Last night, CEI filed suit against the United States Department of the Interior and the National Park Service for failing to produce documents in response to two pairs of Freedom of Information Act requests. Those requests, sent to them way back on October 9, dealt with these agencies’ closures of private businesses and privately-run tourist attractions in the 2013 federal government shutdown, and also with their closures of public monuments and spaces, which are often open to the public even when no federal employee is on duty.
The agencies have neither produced documents, nor set an estimated date for when they will be produced, nor indicated how many documents they might produce or withhold, even though FOIA contains a 20-day deadline for an agency to comply with a FOIA request. They have not provided the basic information that FOIA requires within that deadline, such as telling us how many documents they expect to produce (or, if the documents are exempt from production, how many they will withhold under a valid FOIA exemption), even though that information is required under the appeals court ruling in C.R.E.W. v. F.E.C., 711 F.3d 180, 186 (D.C. Cir.2013).
During the shutdown in early October, these agencies closed down, or blocked access to, many private businesses that had apparently been allowed to operate in earlier shutdowns under prior Presidents (even as politically-connected businesses were allowed to remain open). After lawyers and legal commentators suggested that these closures of private businesses were illegal departures from past agency practice, I filed FOIA requests seeking to find out which officials were responsible for these improper closures, and how the decision to close them was made. Of all the agencies involved, the National Park Service was probably the worst offender, according to CEI’s Myron Ebell. A judge later ruled against the National Park Service’s closure of a state park used by children, and against the U.S. Forest Service’s suspension of timber operations.

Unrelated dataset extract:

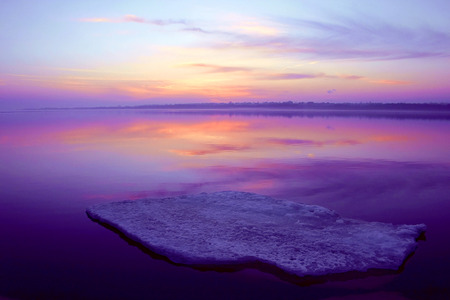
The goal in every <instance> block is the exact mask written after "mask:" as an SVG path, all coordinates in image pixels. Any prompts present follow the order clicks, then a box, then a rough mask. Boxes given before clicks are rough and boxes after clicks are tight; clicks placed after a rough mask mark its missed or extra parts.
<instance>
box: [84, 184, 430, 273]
mask: <svg viewBox="0 0 450 300" xmlns="http://www.w3.org/2000/svg"><path fill="white" fill-rule="evenodd" d="M87 213H88V215H89V216H90V217H91V218H92V219H94V220H97V221H100V222H102V223H106V224H109V225H111V226H113V227H115V228H116V229H118V230H119V231H121V232H122V233H124V234H125V235H126V236H127V237H129V238H131V239H132V240H134V241H137V242H139V243H141V244H142V245H144V246H145V247H147V248H148V249H150V250H152V251H153V252H156V253H158V254H161V255H164V256H166V257H167V258H169V259H170V260H172V261H173V262H175V263H181V264H188V265H190V264H192V265H226V264H240V263H252V262H262V263H265V264H270V265H274V266H276V267H278V268H280V269H282V270H284V271H285V272H287V273H290V274H294V275H298V276H305V275H325V274H332V273H342V272H347V271H363V272H364V271H367V270H369V269H372V268H375V269H394V270H395V269H398V268H399V267H400V266H401V265H402V263H403V261H404V260H405V258H406V257H407V256H408V255H409V254H410V253H412V252H413V251H414V250H415V248H416V246H417V242H416V238H417V237H418V236H419V235H420V233H421V232H423V231H425V225H423V224H420V225H392V224H387V223H379V222H364V221H358V220H353V219H345V218H342V217H340V216H339V215H338V214H337V213H335V212H334V211H331V210H329V209H326V208H324V207H320V206H316V205H306V204H300V203H296V202H291V201H286V200H277V199H274V198H271V197H267V196H262V195H258V194H252V193H243V192H232V191H229V192H217V193H210V194H207V193H202V194H198V195H187V196H179V197H170V198H162V199H142V200H137V201H122V202H113V203H107V204H98V205H94V206H92V207H89V208H88V209H87Z"/></svg>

The Obama administration’s behavior during the shutdown was controversial, to say the least. As part of the so-called “shutdown” (which did not actually shut down most of the government – most federal workers kept working), it shut down tourist attractions — even when doing so cost the government more money than leaving them open. It rented costly barricades to keep people out of open-air outdoor monuments that don’t need to be manned, and are typically open even when unstaffed (like the World War II Memorial).
And it sent Park Police to drive people out of privately-run tourist attractions on public land, like the Claude Moore Colonial Farm, endangering tourism-related jobs in the process. On October 2, PJ Media’s Bryan Preston reported that the federal government was “ordering hundreds of privately run, private funded parks to close,” using the government shutdown as an excuse.